9 is a flowchart of a routine for calculating the articulation position of /, FIG. 9 is a flowchart of a routine for calculating the articulation position of a vowel / d / in a word in FIG. 5, and FIG. 10 is an articulation of a vowel / o / in a word in FIG. FIG. 11 is a flowchart of the position calculation routine, and FIG. 11 is an explanatory diagram of the production of the neural network. DESCRIPTION OF SYMBOLS 1 ... Microphone 2 ... Amplifier 3 ... Sound analysis part 4 ... Vowel / consonant section determination part 5 ... Articulation position extraction part 6 ... Conversion type storage part 7 ... Consonant pattern conversion part , 8 ... consonant pattern storage unit, 9 ... pattern matching unit, 10 ... standard pattern storage unit, 11 ... result display unit, 21 ...
Input layer, 22 ... Intermediate layer, 23 ... Output layer, 24 ... Input layer unit, 25 ... Intermediate layer unit, 26a-26g ... Unit for outputting articulation position x, 27a-27g ... Articulation A unit that outputs the position y.

Claims

(57) [Claims]

A vowel / consonant section determining unit for determining a vowel section and a consonant section of an input voice in a voice feature extracting apparatus for frequency-analyzing an input voice and extracting a voice feature from an obtained frequency component; A table for converting at least two frequency components of a vowel into an articulation position, the conversion table including element values of a plurality of single vowels whose utterance contents are known, and the articulation of a target vowel whose utterance content is known A vowel / consonant interval determination unit that determines the position of the vowel in the conversion table according to the target vowel whose known vowel content is known.

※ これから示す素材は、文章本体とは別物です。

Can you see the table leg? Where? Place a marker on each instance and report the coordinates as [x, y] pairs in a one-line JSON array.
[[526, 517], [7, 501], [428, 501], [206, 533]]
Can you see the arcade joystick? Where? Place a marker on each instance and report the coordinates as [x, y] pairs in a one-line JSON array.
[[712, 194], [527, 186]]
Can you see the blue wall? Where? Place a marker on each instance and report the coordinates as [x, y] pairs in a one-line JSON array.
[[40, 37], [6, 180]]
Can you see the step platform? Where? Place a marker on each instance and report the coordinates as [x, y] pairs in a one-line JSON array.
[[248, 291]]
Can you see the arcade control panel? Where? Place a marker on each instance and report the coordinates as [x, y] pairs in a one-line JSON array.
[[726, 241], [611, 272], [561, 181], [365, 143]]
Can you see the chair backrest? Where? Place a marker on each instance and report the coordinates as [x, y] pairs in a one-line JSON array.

Is calculated based on the two frequency components of the single vowel and the position on the conversion table, and using the obtained element value at the position on the conversion table. A first articulation position calculating means for calculating an articulation position of the target vowel; and a vowel section by the vowel / consonant section determination unit based on frequency content of a plurality of single vowels whose utterance content and articulation position are known. And a second articulation position for calculating the articulation position of the target vowel whose utterance content is not calculated by the first articulation position calculation means from the frequency component of the object vowel according to a predetermined algorithm. An audio feature extraction device, comprising: calculation means for extracting, from frequency components of the audio, an articulation position which is a feature amount of audio independent of a speaker or language.